2020
2020
INTRODUCTION
I spent hours watching insects.
When time was not an issue, when I had all the time in the world.
Beetles on the sand at the beach leaving their footprints.
Dragonflies hovering around the fountain at the school.
Caterpillars at the back of the leaves creating their cocoons.
Grasshoppers in the garden jumping around.
Butterflies expressing their beauty at my grandma’s courtyard, (the wasps being a bit scary, I would watch them from the distance)
My favourite: the honeybee.
I was fascinated. I mean, who wouldn’t? They make honey! Humming and buzzing, communicating in that hypnotic language. Their curiosity, their heart, their confusion, their clarity. The honeybees’ elaborated, detailed, close to magic, yet simple organisation, or should I say organism, always made me wonder about cycles, purpose and systems. Such small, social, hairy, noisy and nosey creatures have the capacity to turn the harmony of the world upside down if we don’t care for them. How can that be even possible? I mean, it is not just the bees, right? There is just one way, for that to be true. Everything, EVERY SINGLE THING must be connected. And If everything is connected, the way we tell stories, in every media we possibly choose, is connected too! Could be possible to tell stories that preserve the harmony of this system we called earth/universe?

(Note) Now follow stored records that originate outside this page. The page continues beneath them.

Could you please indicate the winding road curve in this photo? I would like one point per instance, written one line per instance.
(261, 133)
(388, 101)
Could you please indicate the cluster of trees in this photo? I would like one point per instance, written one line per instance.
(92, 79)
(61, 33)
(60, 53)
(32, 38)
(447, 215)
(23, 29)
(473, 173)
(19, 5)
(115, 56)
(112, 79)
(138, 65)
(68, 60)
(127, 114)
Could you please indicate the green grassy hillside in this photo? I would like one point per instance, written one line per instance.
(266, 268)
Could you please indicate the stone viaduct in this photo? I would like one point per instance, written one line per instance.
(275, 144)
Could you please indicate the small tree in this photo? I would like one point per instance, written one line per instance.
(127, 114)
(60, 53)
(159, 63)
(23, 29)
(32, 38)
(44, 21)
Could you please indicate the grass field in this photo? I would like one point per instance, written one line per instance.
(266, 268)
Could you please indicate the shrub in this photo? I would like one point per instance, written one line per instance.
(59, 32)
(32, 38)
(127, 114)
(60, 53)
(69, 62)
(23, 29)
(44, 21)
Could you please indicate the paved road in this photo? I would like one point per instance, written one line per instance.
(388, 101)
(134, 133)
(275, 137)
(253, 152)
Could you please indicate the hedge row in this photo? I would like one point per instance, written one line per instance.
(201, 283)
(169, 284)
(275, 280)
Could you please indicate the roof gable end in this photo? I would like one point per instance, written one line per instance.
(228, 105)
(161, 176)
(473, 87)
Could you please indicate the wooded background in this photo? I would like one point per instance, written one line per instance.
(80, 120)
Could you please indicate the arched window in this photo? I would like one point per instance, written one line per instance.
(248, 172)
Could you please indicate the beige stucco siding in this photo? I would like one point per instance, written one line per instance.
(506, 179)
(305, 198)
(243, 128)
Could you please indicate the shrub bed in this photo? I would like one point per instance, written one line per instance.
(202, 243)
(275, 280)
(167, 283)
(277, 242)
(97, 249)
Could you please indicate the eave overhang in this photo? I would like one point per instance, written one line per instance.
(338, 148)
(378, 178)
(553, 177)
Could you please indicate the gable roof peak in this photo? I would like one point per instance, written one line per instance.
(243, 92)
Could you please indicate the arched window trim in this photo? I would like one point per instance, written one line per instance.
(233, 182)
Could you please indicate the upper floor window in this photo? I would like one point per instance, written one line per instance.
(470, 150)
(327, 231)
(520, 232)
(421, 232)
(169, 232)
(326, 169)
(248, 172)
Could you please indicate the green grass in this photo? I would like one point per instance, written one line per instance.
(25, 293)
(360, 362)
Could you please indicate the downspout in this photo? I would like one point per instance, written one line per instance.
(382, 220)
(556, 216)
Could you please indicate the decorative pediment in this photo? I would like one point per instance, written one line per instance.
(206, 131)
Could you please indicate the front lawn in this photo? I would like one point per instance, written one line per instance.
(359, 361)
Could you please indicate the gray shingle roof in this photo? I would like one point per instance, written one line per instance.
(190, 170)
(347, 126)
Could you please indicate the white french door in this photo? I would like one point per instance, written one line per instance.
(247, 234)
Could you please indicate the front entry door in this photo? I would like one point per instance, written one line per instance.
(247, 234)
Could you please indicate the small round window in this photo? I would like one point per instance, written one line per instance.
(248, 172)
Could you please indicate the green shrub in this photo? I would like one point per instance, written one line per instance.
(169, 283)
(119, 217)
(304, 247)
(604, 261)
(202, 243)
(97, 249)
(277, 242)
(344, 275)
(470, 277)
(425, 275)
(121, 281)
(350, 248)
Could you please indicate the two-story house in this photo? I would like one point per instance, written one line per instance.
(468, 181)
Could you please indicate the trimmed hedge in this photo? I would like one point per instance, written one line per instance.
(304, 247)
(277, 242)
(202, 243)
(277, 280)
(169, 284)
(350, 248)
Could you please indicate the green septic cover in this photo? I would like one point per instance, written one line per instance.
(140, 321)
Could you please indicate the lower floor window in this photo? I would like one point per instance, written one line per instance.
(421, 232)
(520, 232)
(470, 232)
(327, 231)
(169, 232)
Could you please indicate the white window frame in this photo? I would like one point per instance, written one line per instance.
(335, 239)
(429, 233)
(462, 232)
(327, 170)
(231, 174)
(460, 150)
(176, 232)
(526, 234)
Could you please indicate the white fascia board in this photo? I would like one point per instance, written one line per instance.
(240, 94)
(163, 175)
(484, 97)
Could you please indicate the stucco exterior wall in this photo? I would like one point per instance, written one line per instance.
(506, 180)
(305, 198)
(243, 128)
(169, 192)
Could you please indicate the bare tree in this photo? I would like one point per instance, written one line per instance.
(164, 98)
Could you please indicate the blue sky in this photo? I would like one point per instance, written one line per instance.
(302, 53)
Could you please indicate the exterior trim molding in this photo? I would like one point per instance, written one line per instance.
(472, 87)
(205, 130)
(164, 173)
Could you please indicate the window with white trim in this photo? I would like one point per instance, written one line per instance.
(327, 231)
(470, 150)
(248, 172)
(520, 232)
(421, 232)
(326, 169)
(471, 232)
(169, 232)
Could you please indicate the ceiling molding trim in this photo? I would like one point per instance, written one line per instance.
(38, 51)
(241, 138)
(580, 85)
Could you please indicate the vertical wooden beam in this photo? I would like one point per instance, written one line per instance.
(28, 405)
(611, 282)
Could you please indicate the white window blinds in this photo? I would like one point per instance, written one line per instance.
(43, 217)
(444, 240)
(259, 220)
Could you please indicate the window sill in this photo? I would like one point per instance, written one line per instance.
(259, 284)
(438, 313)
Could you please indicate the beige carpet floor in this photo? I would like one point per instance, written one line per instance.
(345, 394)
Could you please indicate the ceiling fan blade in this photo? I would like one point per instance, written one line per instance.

Three women, three generations, three artists telling stories of care in three different media, connected to each other, connected to the past, the present and the future, connected, as Peta explains, through colour, patterns and texture... The relationship, the container, a “Proportio Divina” which put them together: The Golden Ratio.
Inma J. Lopez 2020
The initial idea for this exhibition “The Golden Ratio’ took form during my final year of study at Grays School of Art, Aberdeen. One of our main assignments at the end of our studies was the much-dreaded academic dissertation. Obviously, my topic was going to be about bees, I undertook the research for this task with much enthusiasm. One of my main interviewees was Michael Joshin Thiele, a German apiculturist. We exchanged a WhatsApp conversation between his home in California and my shared student flat in Aberdeen. From this conversation I had an image instilled in my mind – bees with frost-bitten toes. Around this time my mum sent me a photo of a new project she was working on; a knitted quilt constructed from very small padded hexagons. The wool was left over sock wool from various socks supplied to me, my daughter and several friends over many years.